En una reciente entrevista concedida al programa Caballero de Día por la señal Somos Radio AM 530, el dirigente agrario y escritor Pedro Peretti trazó un diagnóstico severo sobre la actualidad política y económica de la Argentina. Para el referente chacarero, el país atraviesa una «catombe social» que no puede medirse a través de variables macroeconómicas, sino por la realidad de un millón y medio de niños que se van a dormir sin comer.
El hambre como medida de la crisis
Peretti cuestionó el sentido común instalado por ciertos sectores mediáticos que priorizan el debate sobre el déficit fiscal por encima de las necesidades básicas de la población. Según el dirigente, el éxito de un país debe determinarse por la capacidad de su gente para alimentarse, vestirse y educarse, y no por sus indicadores financieros.
En ese sentido, señaló una contradicción estructural: en el año 2022, Argentina alcanzó un récord histórico de exportaciones cercano a los 100.000 millones de dólares, pero simultáneamente se registraron un millón de nuevos pobres. Esta disparidad, según su visión, demuestra que el volumen de exportaciones por sí solo no resuelve los problemas de fondo si no existe una redistribución y un enfoque en el mercado interno.
El «Partido Judicial» y la democracia capturada
El análisis de Peretti no se limitó a lo económico; denunció una interrupción de la normalidad democrática a través de lo que denominó el «golpe de Estado del Partido Judicial». Para el entrevistado, este proceso comenzó con la cooptación del Consejo de la Magistratura, utilizado como una herramienta para colocar jueces en lugares estratégicos y confirmar condenas políticas.

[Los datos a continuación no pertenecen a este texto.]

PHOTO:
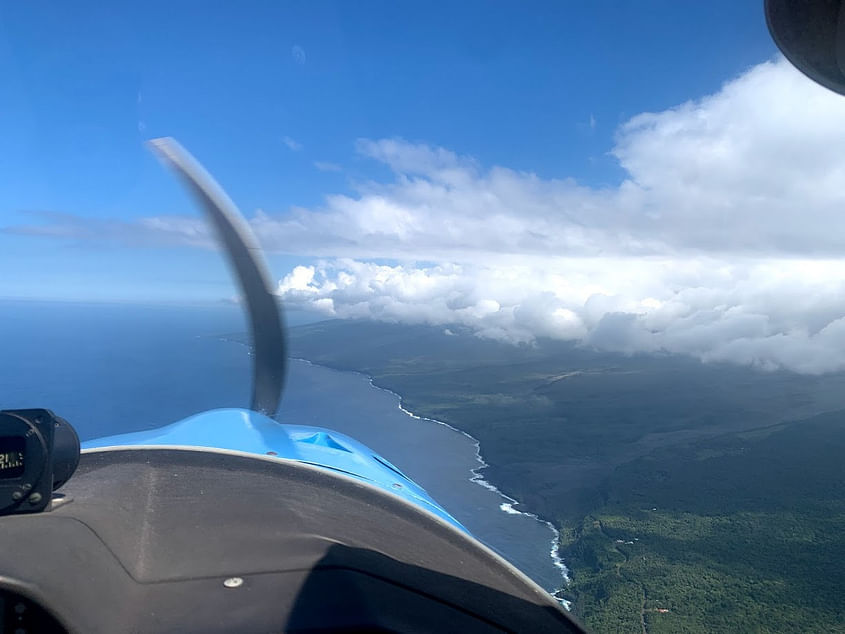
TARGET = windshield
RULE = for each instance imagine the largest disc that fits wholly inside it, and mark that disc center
(588, 257)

Peretti vinculó la persecución judicial a Cristina Fernández de Kirchner con una estrategia histórica para disciplinar a los líderes que enfrentan a los poderes fácticos. «La prisión de Cristina no es un problema del kirchnerismo, es un problema de la democracia argentina«, afirmó, comparando el accionar judicial actual con los cuartelazos militares de décadas pasadas. Asimismo, mencionó la intervención de la Unión Obrera Metalúrgica (UOM) como otro ejemplo de este «disciplinamiento» a través del sistema judicial.
La necesidad de un nuevo modelo agrario
Como especialista en temas rurales, Peretti advirtió sobre la «reprimarización» de la economía argentina. Criticó que se festejen exportaciones de granos sin procesar, como la semilla de girasol, que no generan valor agregado ni empleo genuino.

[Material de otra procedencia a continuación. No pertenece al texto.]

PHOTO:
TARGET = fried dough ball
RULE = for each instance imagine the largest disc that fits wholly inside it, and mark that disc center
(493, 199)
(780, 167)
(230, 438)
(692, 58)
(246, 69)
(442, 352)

Para revertir esta situación, propuso retomar la bandera de la función social de la tierra, concepto presente en la Constitución de 1949. Según el dirigente, es imperativo discutir un modelo de «chacra mixta» que priorice el precio de los alimentos para el consumo interno y frene la extranjerización del territorio. «Lo que es bueno para las grandes cerealeras como Cargill o Dreyfus, es malo para la Argentina», sentenció de forma tajante.
Finalmente, Peretti llamó a la unidad del campo nacional y popular bajo un programa claro que incluya la defensa de la soberanía y el cese de la persecución política, considerando la libertad de los dirigentes perseguidos como un «imperativo moral».